The jacket has a ragged texture, contributed by the fraying edges of hundreds of black patches that seem to be sewn onto it. In fact, two lengths of fabrics were stitched together in a pattern of triangles, and the negative spaces in the top layer of the cloth were cut through by hand. “After cutting, we send it for shabu-shabu washing. You know what is shabu-shabu?” Minagawa asks. It’s Japanese hot pot, the method of cooking meat by agitating it in a boiling bowl of broth.

The designer’s process is driven by a wry sense of humor—dyeing cloth in egg whites, then treating it like a piece of meat. Minagawa also loves food metaphors. When talking about the texture of a yarn that is made of soft cotton wrapped around a stiff polyester core, she describes it as “macaroni, just before it is al dente.” There, as with the hot-pot method, it’s a very subtle effect that Minagawa was expressing. Two to three minutes of shabu-shabu, and the frayed edges of the triangles on her jacket radiate an even darker black.

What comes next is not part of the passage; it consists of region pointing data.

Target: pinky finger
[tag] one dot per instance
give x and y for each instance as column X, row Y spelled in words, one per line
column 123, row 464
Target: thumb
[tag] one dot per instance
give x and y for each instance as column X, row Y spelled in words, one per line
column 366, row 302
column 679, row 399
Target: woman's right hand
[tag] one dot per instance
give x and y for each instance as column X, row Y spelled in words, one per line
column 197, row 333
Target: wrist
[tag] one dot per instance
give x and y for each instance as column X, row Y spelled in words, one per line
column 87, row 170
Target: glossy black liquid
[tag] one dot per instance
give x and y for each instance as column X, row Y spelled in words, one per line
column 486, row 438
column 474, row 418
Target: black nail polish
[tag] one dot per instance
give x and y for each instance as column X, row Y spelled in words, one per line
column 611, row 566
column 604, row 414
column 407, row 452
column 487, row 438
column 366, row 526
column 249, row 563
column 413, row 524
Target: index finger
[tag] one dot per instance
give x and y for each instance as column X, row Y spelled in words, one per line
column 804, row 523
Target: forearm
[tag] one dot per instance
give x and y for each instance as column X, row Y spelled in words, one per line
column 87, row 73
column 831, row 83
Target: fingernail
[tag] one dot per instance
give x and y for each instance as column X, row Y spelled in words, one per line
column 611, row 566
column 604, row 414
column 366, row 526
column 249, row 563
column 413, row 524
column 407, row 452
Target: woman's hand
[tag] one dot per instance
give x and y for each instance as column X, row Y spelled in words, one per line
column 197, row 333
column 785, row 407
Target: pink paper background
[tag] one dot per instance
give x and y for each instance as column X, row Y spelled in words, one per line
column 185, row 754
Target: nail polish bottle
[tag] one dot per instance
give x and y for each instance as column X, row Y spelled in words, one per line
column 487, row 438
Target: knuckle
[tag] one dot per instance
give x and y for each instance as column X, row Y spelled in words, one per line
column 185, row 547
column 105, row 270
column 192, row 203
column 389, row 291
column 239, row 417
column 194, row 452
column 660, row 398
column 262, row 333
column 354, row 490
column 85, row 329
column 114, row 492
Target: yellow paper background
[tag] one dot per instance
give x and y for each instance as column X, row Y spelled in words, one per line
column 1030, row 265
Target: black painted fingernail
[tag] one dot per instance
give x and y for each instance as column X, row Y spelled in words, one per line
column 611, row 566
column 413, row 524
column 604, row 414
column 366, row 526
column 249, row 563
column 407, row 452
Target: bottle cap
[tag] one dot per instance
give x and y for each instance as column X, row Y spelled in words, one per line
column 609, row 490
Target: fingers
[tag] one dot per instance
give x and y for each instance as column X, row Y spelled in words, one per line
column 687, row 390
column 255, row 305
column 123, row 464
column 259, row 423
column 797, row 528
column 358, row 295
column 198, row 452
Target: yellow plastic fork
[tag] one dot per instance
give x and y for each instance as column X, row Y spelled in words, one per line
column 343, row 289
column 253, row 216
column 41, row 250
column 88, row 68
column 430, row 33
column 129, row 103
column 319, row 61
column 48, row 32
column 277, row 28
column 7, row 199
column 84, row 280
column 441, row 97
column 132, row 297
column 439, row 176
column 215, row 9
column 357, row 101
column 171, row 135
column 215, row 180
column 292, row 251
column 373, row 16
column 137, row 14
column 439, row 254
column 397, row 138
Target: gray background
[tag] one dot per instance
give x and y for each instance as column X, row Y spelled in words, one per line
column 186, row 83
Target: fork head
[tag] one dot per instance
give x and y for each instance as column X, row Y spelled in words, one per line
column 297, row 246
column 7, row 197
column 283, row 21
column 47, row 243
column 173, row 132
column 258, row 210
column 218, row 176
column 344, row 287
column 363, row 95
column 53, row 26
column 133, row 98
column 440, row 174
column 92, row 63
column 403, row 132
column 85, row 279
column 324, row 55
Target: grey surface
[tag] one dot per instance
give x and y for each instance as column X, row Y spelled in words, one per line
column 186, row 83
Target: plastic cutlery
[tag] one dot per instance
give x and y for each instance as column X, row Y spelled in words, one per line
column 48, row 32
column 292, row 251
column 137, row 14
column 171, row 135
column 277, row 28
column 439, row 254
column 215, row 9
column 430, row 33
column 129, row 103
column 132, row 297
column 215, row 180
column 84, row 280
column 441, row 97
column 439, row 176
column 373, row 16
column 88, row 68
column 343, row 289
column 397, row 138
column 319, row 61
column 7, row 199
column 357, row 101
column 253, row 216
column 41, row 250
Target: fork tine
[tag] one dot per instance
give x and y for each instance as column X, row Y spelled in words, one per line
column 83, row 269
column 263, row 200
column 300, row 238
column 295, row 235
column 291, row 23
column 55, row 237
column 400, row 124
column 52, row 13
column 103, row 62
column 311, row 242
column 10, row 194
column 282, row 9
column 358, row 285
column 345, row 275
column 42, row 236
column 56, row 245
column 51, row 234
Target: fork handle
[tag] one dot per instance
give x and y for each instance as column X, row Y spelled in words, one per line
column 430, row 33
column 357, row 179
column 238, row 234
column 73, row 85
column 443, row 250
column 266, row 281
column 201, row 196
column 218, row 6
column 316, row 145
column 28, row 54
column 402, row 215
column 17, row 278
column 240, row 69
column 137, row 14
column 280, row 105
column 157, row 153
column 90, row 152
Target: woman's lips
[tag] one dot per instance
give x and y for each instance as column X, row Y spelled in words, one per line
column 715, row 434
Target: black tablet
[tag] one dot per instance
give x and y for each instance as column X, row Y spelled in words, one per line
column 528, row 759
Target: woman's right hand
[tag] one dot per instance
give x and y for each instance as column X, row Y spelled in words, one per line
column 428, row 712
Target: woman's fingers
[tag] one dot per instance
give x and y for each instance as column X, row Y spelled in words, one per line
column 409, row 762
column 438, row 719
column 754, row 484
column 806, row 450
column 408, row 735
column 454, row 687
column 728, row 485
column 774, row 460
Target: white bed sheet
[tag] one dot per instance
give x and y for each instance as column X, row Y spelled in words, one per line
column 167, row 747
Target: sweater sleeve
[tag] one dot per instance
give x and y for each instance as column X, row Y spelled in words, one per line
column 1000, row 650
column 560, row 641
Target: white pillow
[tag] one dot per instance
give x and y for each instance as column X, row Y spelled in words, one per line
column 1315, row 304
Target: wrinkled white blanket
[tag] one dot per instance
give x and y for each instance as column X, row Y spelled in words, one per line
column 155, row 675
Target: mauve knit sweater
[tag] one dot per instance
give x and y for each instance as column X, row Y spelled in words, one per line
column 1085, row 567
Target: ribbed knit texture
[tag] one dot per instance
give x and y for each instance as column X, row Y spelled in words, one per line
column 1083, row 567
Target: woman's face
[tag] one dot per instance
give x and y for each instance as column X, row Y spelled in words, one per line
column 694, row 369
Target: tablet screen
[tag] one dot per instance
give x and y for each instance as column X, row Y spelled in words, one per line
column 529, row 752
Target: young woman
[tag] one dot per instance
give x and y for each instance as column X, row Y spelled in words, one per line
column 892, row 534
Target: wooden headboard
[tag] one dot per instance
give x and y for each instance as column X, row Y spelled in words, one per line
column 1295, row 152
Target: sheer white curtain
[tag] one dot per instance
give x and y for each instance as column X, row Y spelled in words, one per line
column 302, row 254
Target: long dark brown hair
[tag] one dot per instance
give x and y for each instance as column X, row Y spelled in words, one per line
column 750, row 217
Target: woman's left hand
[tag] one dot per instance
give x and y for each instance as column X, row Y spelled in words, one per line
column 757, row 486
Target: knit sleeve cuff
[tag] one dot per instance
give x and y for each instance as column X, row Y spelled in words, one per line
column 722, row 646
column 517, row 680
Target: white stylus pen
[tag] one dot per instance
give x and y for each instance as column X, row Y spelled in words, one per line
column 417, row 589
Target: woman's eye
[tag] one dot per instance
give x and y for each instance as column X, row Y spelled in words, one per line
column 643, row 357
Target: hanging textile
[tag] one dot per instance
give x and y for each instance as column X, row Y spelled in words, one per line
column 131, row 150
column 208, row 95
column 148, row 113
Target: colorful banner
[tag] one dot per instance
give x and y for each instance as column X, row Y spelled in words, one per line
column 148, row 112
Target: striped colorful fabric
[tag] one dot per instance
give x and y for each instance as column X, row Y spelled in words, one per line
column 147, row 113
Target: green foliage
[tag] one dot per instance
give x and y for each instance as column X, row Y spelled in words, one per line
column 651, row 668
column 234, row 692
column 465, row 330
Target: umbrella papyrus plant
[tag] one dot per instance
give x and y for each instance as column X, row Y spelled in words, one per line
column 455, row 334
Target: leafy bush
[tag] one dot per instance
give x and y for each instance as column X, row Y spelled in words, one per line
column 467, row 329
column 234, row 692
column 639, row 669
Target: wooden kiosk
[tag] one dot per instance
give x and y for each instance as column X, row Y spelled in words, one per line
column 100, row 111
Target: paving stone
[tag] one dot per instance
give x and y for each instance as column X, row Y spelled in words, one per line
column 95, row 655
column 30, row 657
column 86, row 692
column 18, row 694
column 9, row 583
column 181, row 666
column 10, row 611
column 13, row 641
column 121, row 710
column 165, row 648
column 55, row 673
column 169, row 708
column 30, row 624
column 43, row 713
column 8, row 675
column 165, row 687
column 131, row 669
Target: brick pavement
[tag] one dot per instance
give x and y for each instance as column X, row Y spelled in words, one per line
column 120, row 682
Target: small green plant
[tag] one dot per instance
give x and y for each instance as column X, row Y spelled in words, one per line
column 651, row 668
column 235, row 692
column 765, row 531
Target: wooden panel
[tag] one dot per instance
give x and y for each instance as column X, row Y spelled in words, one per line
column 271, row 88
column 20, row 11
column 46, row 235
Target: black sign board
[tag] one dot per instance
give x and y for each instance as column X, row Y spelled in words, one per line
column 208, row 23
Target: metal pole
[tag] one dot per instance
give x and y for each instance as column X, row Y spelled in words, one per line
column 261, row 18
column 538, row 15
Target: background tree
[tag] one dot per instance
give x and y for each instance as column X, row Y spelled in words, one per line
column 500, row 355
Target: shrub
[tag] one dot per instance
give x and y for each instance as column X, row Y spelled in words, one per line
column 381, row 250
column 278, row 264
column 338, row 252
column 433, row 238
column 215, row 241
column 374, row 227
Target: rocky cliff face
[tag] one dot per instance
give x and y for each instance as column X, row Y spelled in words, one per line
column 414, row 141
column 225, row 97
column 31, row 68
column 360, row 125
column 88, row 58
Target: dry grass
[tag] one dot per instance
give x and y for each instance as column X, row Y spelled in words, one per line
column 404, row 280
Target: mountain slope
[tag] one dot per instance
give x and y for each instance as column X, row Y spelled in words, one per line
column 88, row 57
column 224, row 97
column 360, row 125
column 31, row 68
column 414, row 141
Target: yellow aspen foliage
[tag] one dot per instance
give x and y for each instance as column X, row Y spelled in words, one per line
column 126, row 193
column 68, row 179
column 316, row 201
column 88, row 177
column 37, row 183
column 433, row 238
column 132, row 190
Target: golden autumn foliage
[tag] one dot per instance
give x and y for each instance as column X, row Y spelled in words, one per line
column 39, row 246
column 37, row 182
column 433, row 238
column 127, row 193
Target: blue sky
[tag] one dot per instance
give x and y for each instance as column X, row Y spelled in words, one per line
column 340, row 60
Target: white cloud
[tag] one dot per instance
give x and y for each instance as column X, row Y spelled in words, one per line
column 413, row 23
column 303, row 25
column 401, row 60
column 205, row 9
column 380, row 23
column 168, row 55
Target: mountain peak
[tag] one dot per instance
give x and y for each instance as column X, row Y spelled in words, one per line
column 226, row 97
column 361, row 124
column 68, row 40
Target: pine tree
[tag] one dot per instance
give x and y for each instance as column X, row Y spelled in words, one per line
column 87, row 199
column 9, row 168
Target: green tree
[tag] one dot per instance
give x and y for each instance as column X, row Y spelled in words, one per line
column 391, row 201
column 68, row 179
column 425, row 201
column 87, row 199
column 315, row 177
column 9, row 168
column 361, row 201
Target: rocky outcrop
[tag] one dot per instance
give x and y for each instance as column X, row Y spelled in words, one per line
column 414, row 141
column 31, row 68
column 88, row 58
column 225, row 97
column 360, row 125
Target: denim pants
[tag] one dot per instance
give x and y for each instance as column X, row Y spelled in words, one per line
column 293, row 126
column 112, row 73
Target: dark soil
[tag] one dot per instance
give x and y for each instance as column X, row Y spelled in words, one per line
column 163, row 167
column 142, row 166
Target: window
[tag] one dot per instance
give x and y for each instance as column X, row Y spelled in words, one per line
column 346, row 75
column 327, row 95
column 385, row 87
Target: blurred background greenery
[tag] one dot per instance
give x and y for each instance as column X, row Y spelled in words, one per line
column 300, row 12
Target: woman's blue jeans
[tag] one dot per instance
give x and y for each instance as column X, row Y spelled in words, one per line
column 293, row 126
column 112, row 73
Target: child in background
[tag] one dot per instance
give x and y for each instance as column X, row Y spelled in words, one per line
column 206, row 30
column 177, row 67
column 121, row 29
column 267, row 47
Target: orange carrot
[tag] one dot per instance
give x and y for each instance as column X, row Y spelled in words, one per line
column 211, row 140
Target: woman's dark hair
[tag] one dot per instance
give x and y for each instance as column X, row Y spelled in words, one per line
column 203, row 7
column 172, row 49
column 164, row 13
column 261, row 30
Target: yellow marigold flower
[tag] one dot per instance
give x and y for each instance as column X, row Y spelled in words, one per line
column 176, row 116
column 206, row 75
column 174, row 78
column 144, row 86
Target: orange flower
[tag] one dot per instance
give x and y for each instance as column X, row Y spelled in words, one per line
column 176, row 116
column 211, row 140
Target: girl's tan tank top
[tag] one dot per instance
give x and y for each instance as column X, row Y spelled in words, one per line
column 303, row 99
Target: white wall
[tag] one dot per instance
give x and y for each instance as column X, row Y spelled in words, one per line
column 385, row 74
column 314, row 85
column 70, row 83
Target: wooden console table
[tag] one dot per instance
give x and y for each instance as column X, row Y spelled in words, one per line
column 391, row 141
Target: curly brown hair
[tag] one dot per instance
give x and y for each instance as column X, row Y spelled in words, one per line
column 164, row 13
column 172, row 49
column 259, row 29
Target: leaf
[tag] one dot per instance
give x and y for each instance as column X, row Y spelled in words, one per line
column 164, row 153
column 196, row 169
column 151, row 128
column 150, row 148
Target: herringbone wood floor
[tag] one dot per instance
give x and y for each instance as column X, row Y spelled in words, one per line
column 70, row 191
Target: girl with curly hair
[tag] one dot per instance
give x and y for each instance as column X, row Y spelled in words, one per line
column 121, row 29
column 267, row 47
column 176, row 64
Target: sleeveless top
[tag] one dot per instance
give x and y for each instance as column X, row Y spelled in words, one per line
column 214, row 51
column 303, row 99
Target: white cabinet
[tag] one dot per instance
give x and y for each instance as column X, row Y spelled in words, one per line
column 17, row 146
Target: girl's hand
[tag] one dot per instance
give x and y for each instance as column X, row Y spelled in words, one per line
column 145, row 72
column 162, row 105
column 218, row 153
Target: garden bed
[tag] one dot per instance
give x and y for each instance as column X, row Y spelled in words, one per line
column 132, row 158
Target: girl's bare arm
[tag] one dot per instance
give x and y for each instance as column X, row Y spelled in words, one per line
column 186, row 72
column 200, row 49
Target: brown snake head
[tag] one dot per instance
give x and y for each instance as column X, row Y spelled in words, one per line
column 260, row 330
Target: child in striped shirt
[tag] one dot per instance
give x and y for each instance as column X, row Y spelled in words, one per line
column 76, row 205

These fabrics, from the Spring/Summer 2015 collection of Makiko Minagawa’s brand HaaT, are a celebration of color. Both use a vanishing technique called temper printing, which was developed in Germany in the nineteenth century and has declined due to the popularity of ink-jet printing.

Courtesy HaaT


Such thoughtful, but daring, combinations of textile production processes did not long go unnoticed in art and design circles. “No other fashion and textile design team in Japan has used layering more effectively to create intriguing three-dimensional work than Issey Miyake and Makiko Minagawa,” McQuaid wrote in the catalog of Structure and Surface: Contemporary Japanese Textiles, a 1998 exhibition at New York’s Museum of Modern Art that was also America’s first introduction to the textile designer’s work. Other accolades in this part of the world have followed, including a 2006 solo show at the Museum of Fine Arts, in Boston. Minagawa has acquired a knowing audience in the past few years.

The people who came together in New York to celebrate HaaT’s anniversary last October, most loyally attired in Minagawa fabrics, were something more than customers, something less than fanatics. Amidst them, the designer remained her matter-of-fact self. When someone expressed awe at how all the details in a single garment could possibly be achieved, she had a twinkle in her eye. “It’s a lot of work, you know,” she said. “I’m thinking every day.”